Some will use this case to argue that it should be made harder for Britons to seek the services of Dignitas and similar establishments. Rightly or wrongly, Mr James's age seems to cast assisted suicide in a different light. Whether you accept the practice as ethical or not, the choice seems explicable when it is made by someone with a terminal illness whose days are numbered; less so when it is a young man in his 20s. Yet to make the distinction is also illogical. Daniel James was an adult who, as his parents insist, knew his own mind and had the right to travel.

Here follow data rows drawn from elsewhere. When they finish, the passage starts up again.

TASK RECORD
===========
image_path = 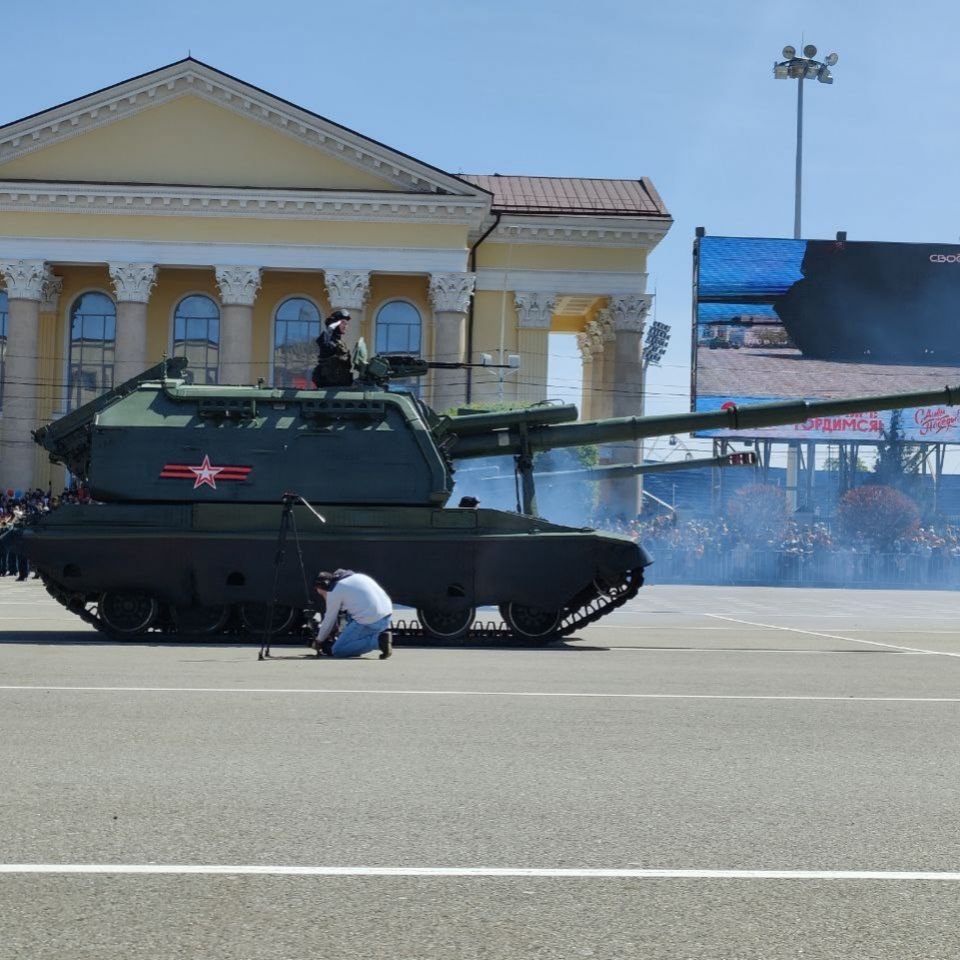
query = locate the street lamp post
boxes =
[773,43,840,240]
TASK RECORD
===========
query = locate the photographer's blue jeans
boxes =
[330,616,390,657]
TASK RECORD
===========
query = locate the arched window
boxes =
[67,290,117,410]
[173,294,220,383]
[374,300,422,396]
[273,297,320,390]
[374,300,421,356]
[0,290,10,410]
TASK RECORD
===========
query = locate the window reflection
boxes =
[374,300,423,396]
[67,290,117,410]
[173,294,220,383]
[273,297,320,390]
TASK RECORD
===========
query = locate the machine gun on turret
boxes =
[353,337,512,389]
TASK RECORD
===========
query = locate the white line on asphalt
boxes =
[704,613,960,657]
[0,863,960,883]
[0,684,960,703]
[606,646,929,657]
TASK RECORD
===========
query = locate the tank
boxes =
[6,356,960,644]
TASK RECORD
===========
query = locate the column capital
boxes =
[107,263,157,303]
[323,270,370,310]
[593,307,617,342]
[40,267,63,313]
[214,266,260,307]
[513,291,557,330]
[430,273,477,313]
[583,320,603,357]
[577,331,593,363]
[0,260,48,300]
[609,295,651,333]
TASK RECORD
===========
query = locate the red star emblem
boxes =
[160,454,251,490]
[187,454,223,490]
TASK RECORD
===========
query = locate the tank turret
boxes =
[13,357,960,643]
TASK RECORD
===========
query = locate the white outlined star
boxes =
[187,454,223,490]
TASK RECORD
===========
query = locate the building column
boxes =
[583,320,603,420]
[215,266,260,384]
[33,267,66,490]
[513,292,557,403]
[430,273,477,413]
[610,296,650,518]
[0,260,49,490]
[577,331,593,420]
[108,263,160,386]
[323,270,374,355]
[596,307,617,419]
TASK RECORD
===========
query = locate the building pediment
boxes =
[0,59,489,205]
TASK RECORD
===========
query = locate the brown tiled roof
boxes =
[460,173,670,218]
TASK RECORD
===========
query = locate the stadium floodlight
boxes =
[773,43,840,240]
[642,320,670,367]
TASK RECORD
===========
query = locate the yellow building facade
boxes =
[0,59,671,489]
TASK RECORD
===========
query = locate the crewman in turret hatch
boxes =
[313,310,353,388]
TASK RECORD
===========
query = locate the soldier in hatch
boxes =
[313,310,353,387]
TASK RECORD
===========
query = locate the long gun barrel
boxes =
[480,452,757,483]
[449,386,960,460]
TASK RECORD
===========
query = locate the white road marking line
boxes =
[0,684,960,703]
[606,646,929,657]
[0,863,960,883]
[704,613,960,657]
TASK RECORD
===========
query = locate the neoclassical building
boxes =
[0,58,671,498]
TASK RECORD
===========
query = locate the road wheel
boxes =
[98,590,160,639]
[500,601,561,643]
[417,607,477,640]
[170,604,230,637]
[240,603,296,637]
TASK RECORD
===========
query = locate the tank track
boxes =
[43,567,643,647]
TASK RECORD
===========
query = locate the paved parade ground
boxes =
[0,578,960,960]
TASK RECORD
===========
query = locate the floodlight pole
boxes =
[773,44,839,240]
[793,77,804,240]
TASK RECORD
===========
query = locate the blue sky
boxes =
[0,0,960,450]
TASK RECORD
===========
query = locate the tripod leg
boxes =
[257,500,293,660]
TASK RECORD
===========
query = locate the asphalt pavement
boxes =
[0,579,960,960]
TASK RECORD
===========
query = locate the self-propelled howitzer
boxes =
[13,357,960,642]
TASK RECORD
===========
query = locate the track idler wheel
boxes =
[417,607,477,641]
[170,604,230,637]
[97,590,160,639]
[500,600,563,643]
[240,603,297,637]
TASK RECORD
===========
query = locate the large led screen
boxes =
[693,237,960,443]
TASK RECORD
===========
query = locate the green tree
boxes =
[837,484,920,548]
[869,410,921,494]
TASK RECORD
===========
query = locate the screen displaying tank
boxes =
[692,236,960,443]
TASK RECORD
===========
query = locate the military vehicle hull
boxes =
[8,503,650,642]
[18,357,960,642]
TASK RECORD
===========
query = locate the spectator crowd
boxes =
[0,488,90,580]
[598,515,960,589]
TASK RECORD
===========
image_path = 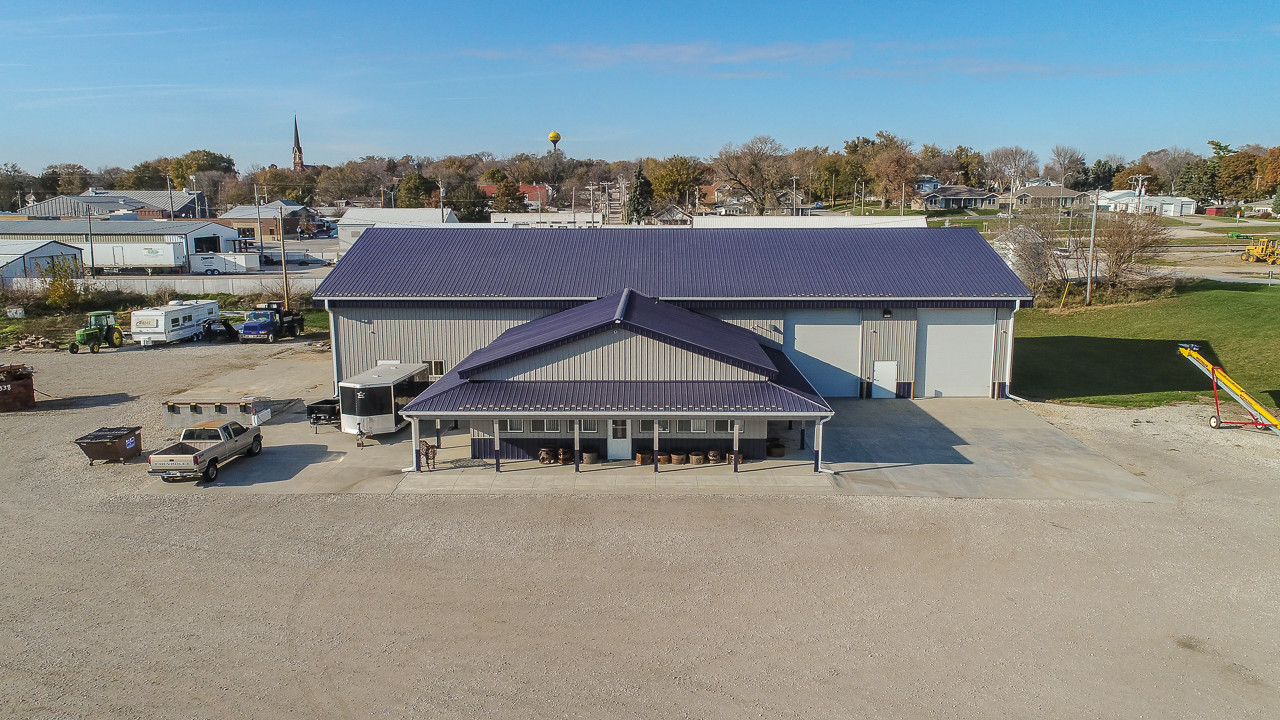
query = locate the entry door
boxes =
[872,360,897,397]
[608,420,631,460]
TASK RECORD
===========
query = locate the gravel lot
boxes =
[0,345,1280,717]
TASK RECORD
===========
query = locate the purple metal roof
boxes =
[314,227,1032,300]
[403,311,832,415]
[456,290,778,378]
[403,380,831,415]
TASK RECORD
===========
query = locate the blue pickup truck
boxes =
[239,302,302,342]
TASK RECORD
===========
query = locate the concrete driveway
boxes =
[142,398,1167,502]
[823,398,1169,502]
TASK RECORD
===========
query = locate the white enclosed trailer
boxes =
[129,300,220,347]
[338,363,435,436]
[191,252,261,275]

That is one side of the argument. The other is that Mr James, and others contemplating assisted suicide, should not have to make that fatal journey to Switzerland. Their view is that the law should be changed to permit the practice here, under appropriate psychological and medical supervision. If Debbie Purdy wins her court case – she suffers from multiple sclerosis and wants the Director of Public Prosecutions to be made to clarify under what circumstances someone will be prosecuted for assisting suicide – this could be seen as a step in that direction.
Ms Purdy instituted her case because the law as it stands in Britain leaves areas of grey – and grey areas in the law can be disconcerting. But there are choices that are above all personal and ethical, and the whole area of euthanasia and assisted suicide is one of them. Certainly, there is room for more public debate, and recent remarks by Baroness Warnock about ending the lives of dementia sufferers should be part of it. But in an age where so much is judged in black and white, greyness has its advantages.